Department of Neurology, Loma Linda University Medical Center, Loma Linda, CA.
J Clin Neuromuscul Dis. 2023 Dec 1;25(2):59-62. doi: 10.1097/CND.0000000000000464.
Anti-neurofascin-155 IgG4 (NF-155) antibody disease has previously been associated with a subset of patients with chronic inflammatory demyelinating polyradiculoneuropathy. We report a case of NF-155 positive polyneuropathy that initially presented as an acute inflammatory demyelinating polyradiculoneuropathy. The patient responded appropriately to treatment but subsequently progressed over a 3-month period, resulting in quadriplegia, areflexia, and oculobulbar paralysis.
Case report and literature review.
A 40-year-old male presented with acute bilateral arm and thigh weakness, areflexia, and distal sensory loss. Treatment with intravenous immunoglobulin (IVIg) for acute acquired demyelinating neuropathy resulted in initial improvement but subsequent decline. Lack of response to additional IVIg and plasmapheresis (PLEX) prompted testing for NF-155. Treatment with rituximab and steroids resulted in virtually complete recovery.
Early testing for nodal and paranodal proteins is indicated in patients who present with acute acquired demyelinating neuropathy but fail to respond to conventional treatments, such as IVIg or PLEX. Identification of nodal and paranodal antibodies should prompt treatment with rituximab and steroids to increase likelihood of recovery.

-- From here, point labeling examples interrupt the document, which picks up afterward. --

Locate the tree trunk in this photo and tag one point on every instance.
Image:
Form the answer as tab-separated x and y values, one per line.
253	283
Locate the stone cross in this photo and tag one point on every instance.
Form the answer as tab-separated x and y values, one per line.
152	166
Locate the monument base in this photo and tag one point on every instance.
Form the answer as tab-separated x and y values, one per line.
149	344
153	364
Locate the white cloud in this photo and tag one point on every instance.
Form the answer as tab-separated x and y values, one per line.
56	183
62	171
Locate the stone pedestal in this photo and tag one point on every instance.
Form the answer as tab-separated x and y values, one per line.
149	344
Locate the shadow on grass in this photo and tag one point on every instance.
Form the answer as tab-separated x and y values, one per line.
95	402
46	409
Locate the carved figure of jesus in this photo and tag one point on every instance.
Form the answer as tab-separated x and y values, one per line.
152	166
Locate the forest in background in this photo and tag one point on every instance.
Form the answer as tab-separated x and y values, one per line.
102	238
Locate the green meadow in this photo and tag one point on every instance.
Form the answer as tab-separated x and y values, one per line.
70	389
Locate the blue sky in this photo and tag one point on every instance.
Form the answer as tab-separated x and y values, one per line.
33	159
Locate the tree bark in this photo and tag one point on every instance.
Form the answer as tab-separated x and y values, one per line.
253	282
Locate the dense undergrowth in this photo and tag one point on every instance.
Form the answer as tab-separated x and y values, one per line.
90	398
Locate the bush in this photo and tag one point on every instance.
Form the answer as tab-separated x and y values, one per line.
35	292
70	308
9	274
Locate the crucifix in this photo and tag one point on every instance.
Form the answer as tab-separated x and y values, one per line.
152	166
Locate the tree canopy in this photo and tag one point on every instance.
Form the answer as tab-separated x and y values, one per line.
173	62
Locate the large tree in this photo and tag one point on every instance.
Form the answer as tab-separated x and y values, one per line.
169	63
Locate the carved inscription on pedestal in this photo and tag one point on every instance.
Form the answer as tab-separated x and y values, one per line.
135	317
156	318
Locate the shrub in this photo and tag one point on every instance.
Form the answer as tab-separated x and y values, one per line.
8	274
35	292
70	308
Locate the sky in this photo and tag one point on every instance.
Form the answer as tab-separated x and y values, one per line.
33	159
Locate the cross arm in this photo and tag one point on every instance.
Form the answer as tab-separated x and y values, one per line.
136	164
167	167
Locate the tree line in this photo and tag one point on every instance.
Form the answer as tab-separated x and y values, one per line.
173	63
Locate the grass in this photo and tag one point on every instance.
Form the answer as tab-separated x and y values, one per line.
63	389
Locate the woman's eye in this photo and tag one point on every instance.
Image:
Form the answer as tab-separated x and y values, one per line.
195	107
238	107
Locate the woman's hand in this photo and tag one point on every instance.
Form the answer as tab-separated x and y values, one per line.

抗神经束蛋白-155 IgG4(NF-155)抗体病以前与慢性炎症性脱髓鞘性多发性神经病的一部分患者有关。我们报告了一例 NF-155 阳性多发性神经病,最初表现为急性炎症性脱髓鞘性多发性神经病。该患者对治疗有适当反应,但随后在 3 个月内进展,导致四肢瘫痪、反射消失和眼肌瘫痪。
病例报告和文献复习。
一名 40 岁男性出现急性双侧手臂和大腿无力、反射消失和远端感觉丧失。急性获得性脱髓鞘性神经病的静脉注射免疫球蛋白(IVIg)治疗最初有改善,但随后病情恶化。对额外的 IVIg 和血浆置换(PLEX)没有反应促使检测 NF-155。利妥昔单抗和类固醇治疗导致几乎完全恢复。
对于出现急性获得性脱髓鞘性神经病但对 IVIg 或 PLEX 等常规治疗无反应的患者,应早期检测神经结和神经旁蛋白。识别神经结和神经旁抗体应提示使用利妥昔单抗和类固醇进行治疗,以提高恢复的可能性。